Fleeing the Holocaust

Born in Brussels, Belgium in 1933, Mednick’s given name was Avrum, but he adopted the name “Armand” when his family fled his home country during World War II because they were Jewish. 

“My father was in the French Resistance, and he was just amazing about surviving.” Most of the artist’s extended family perished in concentration camps.

In 1947, Mednick’s family, including his two sisters, made it safely to New York and then to Philadelphia, with the sponsorship of relatives in the U.S.

The arts ran in the family. Mednick’s cousin, Sol Mednick, founded the photography department at what became the University of the Arts.

A new life

“They sent me to a school in South Philly,” Mednick said, “and I was put in with all these people who all spoke different languages. The only person who spoke English was the teacher. That really accelerates your progress.”

With the help of his melting pot classroom and frequent trips to the movies, Mednick learned English in about six months. Later, he attended Central High School, and it was there that a teacher encouraged him to try painting.

“My father heard about that and thought that was a terrible idea. He wanted me to be a businessman,” Mednick remembers now. But he was hooked, and enrolled at Tyler School of Art, where he “fell in love with ceramics.”

After he graduated in 1958, he made his ultimate goal to have his own kiln and knew he needed to find a good job. He launched his fifty-year career as an art and ceramics teacher at Blue Bell’s Oak Lane Day School.

The “magical” medium

For Mednick, clay is a “magical” medium both for its tactile qualities and its durability. “Of all the arts, I think that’s the one that survives the most,” he said, pointing to archeological sites that yield the secrets of past centuries through their pottery. 

Mednick, a widower, retired in 2010 and moved to Mt. Airy from his longtime home near Doylestown. Now he volunteers at Allens Lane Art Center, teaching classes for the visually impaired. In an especially sweet turn of events, he fell in love with one of the students.

“We are a couple now.

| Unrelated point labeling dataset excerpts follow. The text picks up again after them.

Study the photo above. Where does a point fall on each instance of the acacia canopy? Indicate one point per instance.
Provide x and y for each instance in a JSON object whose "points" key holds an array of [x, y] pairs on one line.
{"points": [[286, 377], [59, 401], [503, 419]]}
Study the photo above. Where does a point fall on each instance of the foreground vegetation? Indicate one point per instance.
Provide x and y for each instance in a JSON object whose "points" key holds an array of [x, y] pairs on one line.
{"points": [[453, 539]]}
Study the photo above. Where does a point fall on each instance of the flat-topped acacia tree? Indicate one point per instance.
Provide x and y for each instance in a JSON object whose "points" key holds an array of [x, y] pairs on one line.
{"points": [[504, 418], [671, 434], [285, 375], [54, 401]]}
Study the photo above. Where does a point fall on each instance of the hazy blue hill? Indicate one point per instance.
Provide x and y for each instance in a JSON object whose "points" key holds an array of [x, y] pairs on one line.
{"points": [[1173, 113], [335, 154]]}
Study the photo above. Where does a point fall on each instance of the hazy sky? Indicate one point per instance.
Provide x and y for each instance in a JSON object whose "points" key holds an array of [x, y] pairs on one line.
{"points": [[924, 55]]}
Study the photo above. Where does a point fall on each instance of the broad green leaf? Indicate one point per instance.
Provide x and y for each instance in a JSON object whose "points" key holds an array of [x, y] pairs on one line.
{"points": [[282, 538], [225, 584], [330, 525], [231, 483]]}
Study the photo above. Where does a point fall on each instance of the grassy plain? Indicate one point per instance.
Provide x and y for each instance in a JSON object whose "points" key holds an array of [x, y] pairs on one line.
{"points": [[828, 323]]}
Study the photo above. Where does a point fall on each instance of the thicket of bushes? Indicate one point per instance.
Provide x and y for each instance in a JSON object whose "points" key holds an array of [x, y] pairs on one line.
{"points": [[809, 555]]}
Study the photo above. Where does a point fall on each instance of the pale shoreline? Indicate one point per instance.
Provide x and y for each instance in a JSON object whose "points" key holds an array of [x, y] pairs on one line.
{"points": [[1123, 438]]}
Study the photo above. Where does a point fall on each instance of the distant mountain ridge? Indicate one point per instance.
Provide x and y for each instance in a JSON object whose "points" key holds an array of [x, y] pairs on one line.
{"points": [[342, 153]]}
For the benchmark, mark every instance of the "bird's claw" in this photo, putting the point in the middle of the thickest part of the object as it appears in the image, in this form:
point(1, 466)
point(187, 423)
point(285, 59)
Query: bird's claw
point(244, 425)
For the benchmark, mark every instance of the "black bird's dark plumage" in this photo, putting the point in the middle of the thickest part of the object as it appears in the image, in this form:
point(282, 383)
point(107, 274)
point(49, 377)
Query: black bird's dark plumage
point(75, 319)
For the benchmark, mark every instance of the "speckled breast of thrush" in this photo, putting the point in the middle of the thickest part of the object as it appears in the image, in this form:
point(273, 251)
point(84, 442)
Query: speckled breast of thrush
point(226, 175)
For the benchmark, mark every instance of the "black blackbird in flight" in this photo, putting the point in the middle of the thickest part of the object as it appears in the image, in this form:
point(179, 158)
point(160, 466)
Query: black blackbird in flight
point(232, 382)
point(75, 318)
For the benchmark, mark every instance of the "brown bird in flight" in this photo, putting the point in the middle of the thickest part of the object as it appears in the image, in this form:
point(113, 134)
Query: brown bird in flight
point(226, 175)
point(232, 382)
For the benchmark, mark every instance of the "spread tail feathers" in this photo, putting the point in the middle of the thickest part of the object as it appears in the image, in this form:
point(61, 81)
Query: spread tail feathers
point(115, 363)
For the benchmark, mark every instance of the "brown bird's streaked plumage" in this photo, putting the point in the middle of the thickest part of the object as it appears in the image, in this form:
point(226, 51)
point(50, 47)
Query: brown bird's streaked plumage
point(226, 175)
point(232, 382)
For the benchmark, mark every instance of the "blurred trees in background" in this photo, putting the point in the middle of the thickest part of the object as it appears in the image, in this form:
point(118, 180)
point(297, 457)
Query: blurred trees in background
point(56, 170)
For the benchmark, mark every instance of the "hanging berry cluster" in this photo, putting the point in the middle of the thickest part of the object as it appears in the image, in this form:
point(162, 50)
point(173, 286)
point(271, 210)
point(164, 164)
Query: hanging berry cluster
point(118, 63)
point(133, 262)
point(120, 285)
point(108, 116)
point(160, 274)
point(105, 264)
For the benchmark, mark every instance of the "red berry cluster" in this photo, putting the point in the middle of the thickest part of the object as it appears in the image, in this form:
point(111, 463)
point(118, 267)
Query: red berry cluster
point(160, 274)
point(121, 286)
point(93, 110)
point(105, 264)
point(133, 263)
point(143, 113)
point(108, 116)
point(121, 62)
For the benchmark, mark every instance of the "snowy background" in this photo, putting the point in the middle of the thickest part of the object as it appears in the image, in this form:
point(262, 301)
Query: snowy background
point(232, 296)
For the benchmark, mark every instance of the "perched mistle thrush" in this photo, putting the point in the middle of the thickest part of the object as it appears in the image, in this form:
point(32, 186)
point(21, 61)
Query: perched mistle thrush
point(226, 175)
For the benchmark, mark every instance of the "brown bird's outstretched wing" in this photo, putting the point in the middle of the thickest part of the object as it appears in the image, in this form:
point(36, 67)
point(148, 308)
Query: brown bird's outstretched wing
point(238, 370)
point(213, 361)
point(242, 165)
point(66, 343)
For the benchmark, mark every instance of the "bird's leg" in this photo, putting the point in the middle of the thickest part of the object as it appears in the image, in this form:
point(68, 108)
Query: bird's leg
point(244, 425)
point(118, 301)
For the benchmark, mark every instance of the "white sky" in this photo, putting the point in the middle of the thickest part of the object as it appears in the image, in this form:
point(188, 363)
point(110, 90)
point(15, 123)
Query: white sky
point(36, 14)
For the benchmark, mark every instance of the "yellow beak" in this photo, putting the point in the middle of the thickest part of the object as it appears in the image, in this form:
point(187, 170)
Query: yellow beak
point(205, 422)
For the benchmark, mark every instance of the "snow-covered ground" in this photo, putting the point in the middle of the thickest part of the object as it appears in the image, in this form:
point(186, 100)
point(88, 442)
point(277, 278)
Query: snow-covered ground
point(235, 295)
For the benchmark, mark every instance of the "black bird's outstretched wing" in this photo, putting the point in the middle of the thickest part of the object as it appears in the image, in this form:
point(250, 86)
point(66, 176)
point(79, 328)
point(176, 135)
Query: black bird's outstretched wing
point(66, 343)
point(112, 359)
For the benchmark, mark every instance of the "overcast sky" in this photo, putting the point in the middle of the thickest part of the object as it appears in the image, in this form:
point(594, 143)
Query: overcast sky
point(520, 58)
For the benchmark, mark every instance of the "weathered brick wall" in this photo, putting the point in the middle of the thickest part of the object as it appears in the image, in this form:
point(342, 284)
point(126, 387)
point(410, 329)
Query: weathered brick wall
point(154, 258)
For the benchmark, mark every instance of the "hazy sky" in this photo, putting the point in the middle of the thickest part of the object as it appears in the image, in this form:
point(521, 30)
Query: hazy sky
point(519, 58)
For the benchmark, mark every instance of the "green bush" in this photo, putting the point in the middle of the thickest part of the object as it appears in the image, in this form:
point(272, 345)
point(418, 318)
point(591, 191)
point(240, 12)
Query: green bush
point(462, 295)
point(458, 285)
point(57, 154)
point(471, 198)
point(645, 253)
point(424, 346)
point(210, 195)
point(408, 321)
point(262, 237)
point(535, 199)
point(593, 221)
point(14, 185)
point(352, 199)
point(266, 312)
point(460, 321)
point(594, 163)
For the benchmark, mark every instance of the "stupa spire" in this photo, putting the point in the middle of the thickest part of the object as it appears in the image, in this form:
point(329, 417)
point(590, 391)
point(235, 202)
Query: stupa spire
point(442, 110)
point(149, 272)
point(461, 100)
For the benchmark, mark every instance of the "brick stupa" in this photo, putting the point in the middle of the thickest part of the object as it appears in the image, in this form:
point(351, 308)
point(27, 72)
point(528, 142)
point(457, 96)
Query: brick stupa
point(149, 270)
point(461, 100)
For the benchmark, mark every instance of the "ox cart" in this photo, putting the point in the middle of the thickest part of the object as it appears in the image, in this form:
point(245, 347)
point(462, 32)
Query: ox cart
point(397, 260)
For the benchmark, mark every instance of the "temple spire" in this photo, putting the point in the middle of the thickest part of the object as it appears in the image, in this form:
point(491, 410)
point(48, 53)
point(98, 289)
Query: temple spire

She is 76, I’m 80,” he said.

The game goes on

He also continues to enjoy the poker games on the first Sunday of the month, which once included Day, Sidney Goodman, Dennis Leon, Jimmy Lueders and David Pease, artists whose work graces Woodmere’s permanent collection today.

“It became more about intimate discussions…to talk about life and important issues of the moment,” he said of the ongoing game.

“The intimacy of men speaking about real stuff, it’s so rare, and I’ve treasured that so much…nobody is macho in our group,” he added.

Remembering the table

He can describe the tranquil, colorful scene in Day’s 1970 painting of the original crew, now on view at Woodmere, as if his friends are still right in front of him.

Of the empty chair shown in the painting, Mednick explained, “That’s Larry, he’s standing behind doing the painting. On the left is myself, with the black beard,” and Leon, Pease and Lueders.

The poker table in the picture has its own story: the men bought a professional one by taking ten cents from each hand for two years.

Lueders, Day and Leon are all gone, but the tradition continues: the game’s youngest current member is 37, and its oldest is 88.

“It’s the ritual that really counts,” Mednick said. The party begins at noon on the first Sunday of every month and continues through rounds of champagne and oysters, lunch, cigars, conversation, cognac and of course, the game.

The exhibit displays about 40 works created by artists associated with the group at one point or another since its founding in 1963, including five pieces from Mednick. 

“It’s an intimate show of people who knew each other, that really liked and loved each other a lot,” said Mednick.

Woodmere Art Museum’s “The Poker Game and Its Circle” is on display through October 25. On Saturday, September 28, Ruth Fine, Larry Day’s wife and the former curator of special projects in modern art at the National Gallery of Art in Washington D.C., will present a free gallery talk about her late husband’s work.